L’Ukraine utiliserait des leurres HIMARS réalistes pour confondre les Russes, ce qui pourrait expliquer la disparité entre le nombre de HIMARS prétendument tués par la Russie et la capacité de l’Ukraine à continuer à utiliser efficacement le système au combat. La tactique ukrainienne semble réussir à tromper les systèmes de surveillance russes, y compris les drones, et finit par absorber les coûteuses armes de frappe de précision russes telles que le missile de croisière Caliber, laissant le véritable HIMARS indemne.
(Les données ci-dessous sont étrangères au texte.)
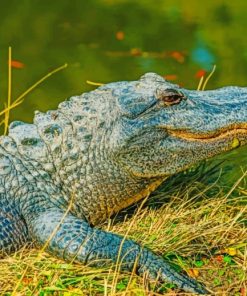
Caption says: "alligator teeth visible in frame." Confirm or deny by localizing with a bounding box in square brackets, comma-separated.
[232, 138, 240, 148]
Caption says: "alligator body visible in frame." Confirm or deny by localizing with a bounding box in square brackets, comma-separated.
[0, 73, 247, 294]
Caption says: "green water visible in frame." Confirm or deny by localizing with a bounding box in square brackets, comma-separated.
[0, 0, 247, 184]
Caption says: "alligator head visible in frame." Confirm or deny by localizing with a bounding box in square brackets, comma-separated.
[103, 73, 247, 178]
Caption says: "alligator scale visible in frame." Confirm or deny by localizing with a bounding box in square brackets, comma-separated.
[0, 73, 247, 294]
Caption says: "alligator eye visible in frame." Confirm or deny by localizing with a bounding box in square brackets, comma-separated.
[156, 88, 186, 106]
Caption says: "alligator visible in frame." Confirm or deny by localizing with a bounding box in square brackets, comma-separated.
[0, 73, 247, 294]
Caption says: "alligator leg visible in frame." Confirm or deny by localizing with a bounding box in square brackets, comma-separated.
[32, 209, 208, 294]
[0, 196, 29, 255]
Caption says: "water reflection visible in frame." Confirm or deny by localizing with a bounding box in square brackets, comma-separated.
[0, 0, 247, 182]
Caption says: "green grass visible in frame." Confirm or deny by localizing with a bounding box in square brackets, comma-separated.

De même, alors que les systèmes de défense aérienne russes ont un certain succès contre les roquettes HIMARS, il est clair que l’Ukraine est capable de surmonter les défenses en tirant des roquettes moins précises à partir d’autres systèmes de roquettes à lancement multiple, obligeant la défense aérienne russe à s’engager, ce qui permet au moins à certaines des roquettes HIMARS plus avancées et plus précises de pénétrer jusqu’à leur cible.

Le fait est que les Russes ne seront très probablement pas en mesure d’interdire ou d’intercepter complètement les HIMARS ukrainiens, ce qui signifie que, comme ce fut le cas avec les roquettes V-1 et V-2 de la Seconde Guerre mondiale, la seule façon de réduire les HIMARS au silence est de vaincre l’armée ukrainienne au sol, et donc de détruire et/ou de capturer le système HIMARS.